Firstly, because something rules over something else does not give the victim less moral worth. One could argue a rapist has domain over his/her rape victim, but we obviously, and rightfully so, do not consider the rape victim of less worth. We also do not consider a slave to be of less moral worth than their master. Notice the parallels.

Second, we are on top of the food chain. We control the means of production, have tools to overtake other species, and can literally terra form our surroundings to benefit our food gathering. But, we also own and provide the food necessary for our children but, quite often, in a near death scenario, the mother and father will both sacrifice their lives for their children. So just because we can control things, doesn't mean less worth for those of whom can't.

Thirdly, the biblical argument. While I am not Christian now, I used to be, and do study the Bible at tremendous lengths. If we use the Bible to define morality, then we must also use the laws present in Exodus 21 for the treatment of slaves. If you are unfamiliar, the beating of slaves is permissible if they arise within 3 days, as they are your property. (Exodus 21:21). This passage was before used to justify slavery. Most people including Christians find this idea to be morally repugnant. So, since we believe slavery is wrong in spite of the Bible, we can still believe eating animals to be wrong in spite of the Bible.

Fourth, I agree that the details can be very murky around this issue. But the simple stance is this, reduce pain and suffering as much as possible. In actuality, even if you care about plants, going vegan is what causes the least death for plants. The manufacturing of soybeans and corn are a majority going to the meat industry. In fact, 36% of all of our crops are fed to animals, and the amount of energy given back to humans is considerably less than the amount consumed. So, instead of growing crops to then feed to cattle and livestock, and then eat the cattle and livestock for ourselves, we could instead just eat the crops. This would lower our consumption of plants.

Finally the lives we give them. It's true we do give animals the beautiful gift of life, but we also do everything possible in the meat industry to make it impossible for them to live happily. Milk cows are forcibly impregnated, and are then robbed of their calves within 24 hours, where the calves are then used for veal. Chickens are removed of their beaks, and are fattened up in extraordinarily tight cages. Then, when the chickens have babies, the male chicks are killed immediately since they cannot lay eggs. Animals being used for meat have their throats cut, and bleed out. Even if they are paralyzed before anything happens, would you really think a chicken, a pig, or a cow would want to die? Fish feel pain, and suffocate when being reeled in and caught. None of this is what we would consider moral, and none of this is what we would want to happen to us if we were in their position.
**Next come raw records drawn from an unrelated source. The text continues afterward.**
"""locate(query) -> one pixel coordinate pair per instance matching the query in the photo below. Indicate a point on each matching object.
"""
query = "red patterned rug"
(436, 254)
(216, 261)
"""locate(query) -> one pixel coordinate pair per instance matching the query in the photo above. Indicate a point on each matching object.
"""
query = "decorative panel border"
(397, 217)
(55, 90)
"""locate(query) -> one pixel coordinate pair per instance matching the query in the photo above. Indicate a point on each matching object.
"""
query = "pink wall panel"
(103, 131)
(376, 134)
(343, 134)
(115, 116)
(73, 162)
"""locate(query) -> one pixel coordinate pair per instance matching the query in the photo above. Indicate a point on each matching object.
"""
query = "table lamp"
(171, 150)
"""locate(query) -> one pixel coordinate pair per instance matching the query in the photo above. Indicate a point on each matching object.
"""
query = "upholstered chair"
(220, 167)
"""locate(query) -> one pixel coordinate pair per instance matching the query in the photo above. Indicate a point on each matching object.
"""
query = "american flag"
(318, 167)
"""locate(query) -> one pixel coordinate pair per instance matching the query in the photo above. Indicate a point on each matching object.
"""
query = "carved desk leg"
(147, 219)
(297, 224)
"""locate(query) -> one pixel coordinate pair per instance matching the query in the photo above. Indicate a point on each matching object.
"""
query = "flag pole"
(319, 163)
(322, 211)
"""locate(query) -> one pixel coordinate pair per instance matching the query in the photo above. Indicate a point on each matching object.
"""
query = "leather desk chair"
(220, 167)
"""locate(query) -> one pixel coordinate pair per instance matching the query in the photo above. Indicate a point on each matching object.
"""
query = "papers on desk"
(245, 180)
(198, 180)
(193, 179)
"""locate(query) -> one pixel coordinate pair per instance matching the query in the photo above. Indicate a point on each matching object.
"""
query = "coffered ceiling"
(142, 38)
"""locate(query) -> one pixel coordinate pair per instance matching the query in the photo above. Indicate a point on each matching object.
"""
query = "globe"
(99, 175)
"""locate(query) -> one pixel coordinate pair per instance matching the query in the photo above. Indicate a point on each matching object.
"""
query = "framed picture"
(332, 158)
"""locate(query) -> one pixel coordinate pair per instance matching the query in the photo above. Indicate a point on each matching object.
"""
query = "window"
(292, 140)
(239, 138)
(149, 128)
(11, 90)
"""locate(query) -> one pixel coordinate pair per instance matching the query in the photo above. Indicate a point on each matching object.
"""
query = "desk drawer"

On top of the inhumane traditions of the meat industry, we are not even required to eat meat to survive. It's totally optional, and we choose three times a day, seven days a week, 365 days a year. Just think of all of the inadvertent injustice we have done to these animals. Just think.

Even further, the single greatest thing you can do to stop climate change is to halt eating meat. The meat industry is the third largest cause to global climate change. Are your taste buds really worth all of the damage caused? Are you really that selfish?

I hope this at least makes some people question why they eat meat. It took me awhile to turn vegan, I don't expect everyone to immediately change.

I hope everyone's being safe out there. Have a great day!